Objective: To investigate the phenotypic characteristics of human fetal liver cells (FLCs) and to obtain the homogenous hepatic progenitors with cloning.
Methods: Immunofluorescence and flow cytometry were used to determine the phenotypes of the FLCs. The proliferating colonies were isolated using clone ring in different culture conditions. Reverse transcriptase-polymerase chain reaction (RT-PCR) was used to determine the mRNA expression after further cultivation.

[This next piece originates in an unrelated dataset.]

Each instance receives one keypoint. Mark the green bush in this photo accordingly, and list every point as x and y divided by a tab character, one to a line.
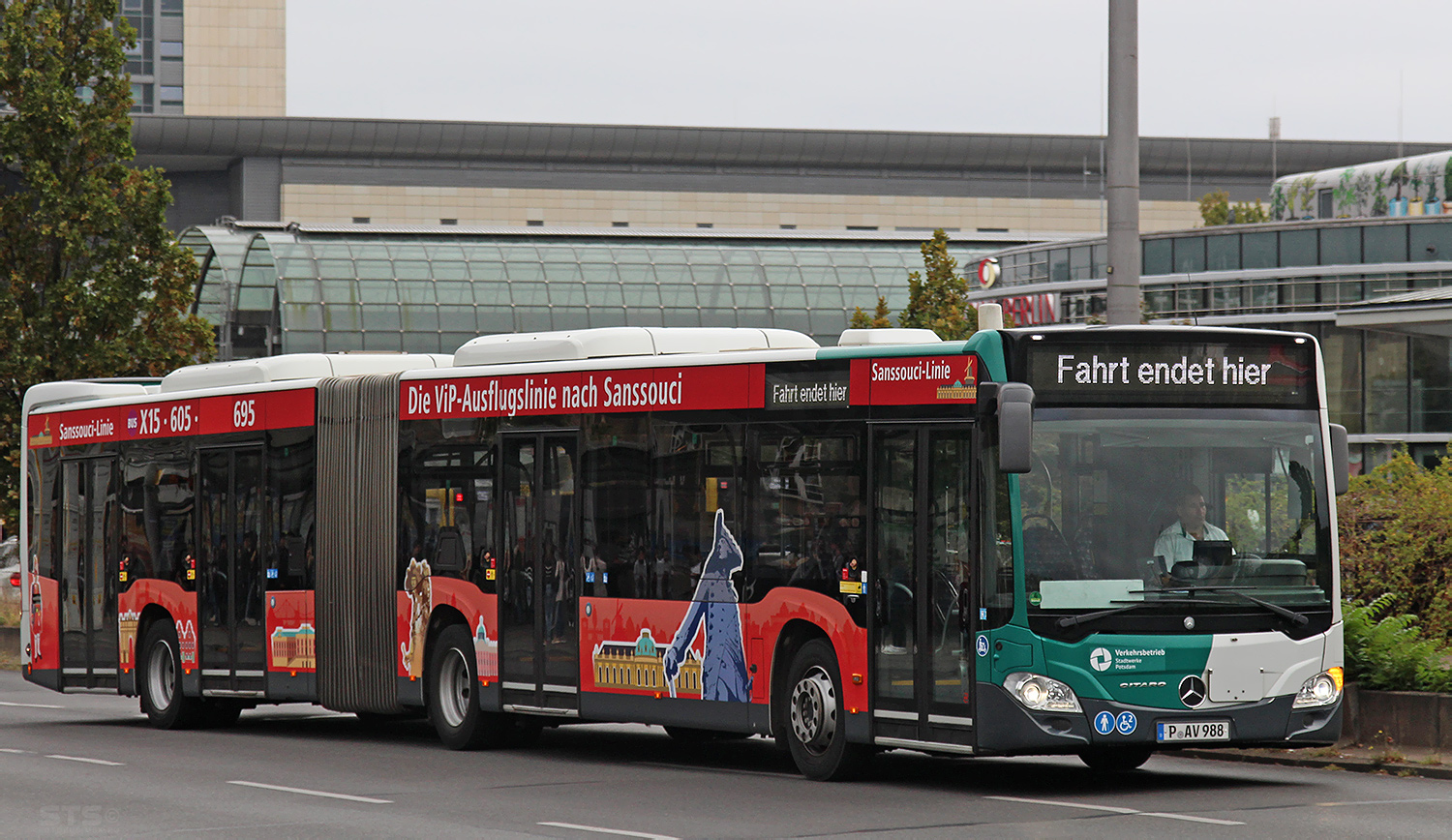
1387	651
1396	535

Results: The cultured FLCs showed a non-typical epithelial morphology. The positive rate for hepatic cell specific markers alpha-fetoprotein (AFP), albumin (Alb), cytokeratin 8 (CK8) and CK19 were approximately 28.1%, 84.7%, 55.1% and 9.1% respectively. Furthermore, the FLCs expressed the hematopoietic stem cell markers CD34 and CD45 with percentages of 0.04% and 0.09%. 71.8% and 75.3% of the FLCs were positive for the mesenchymal cell marker CD105 and CD166. Most of the colonies showed an elongated morphology, some with an unregular spreading-out morphology, only a small number of colonies with an epithelial-like morphology. RT-PCR results showed that among the 19 colonies obtained after further cultivation and the percentages of epithelial cell adhesion molecule (EpCAM), AFP, Alb and CK19 were 52.6%, 21.1%, 52.6% and 84.2%, respectively.
Conclusions: The clonal culture system is beneficial to obtain the homogenous hepatic progenitor cells from the heterogeneous culture of FLCs.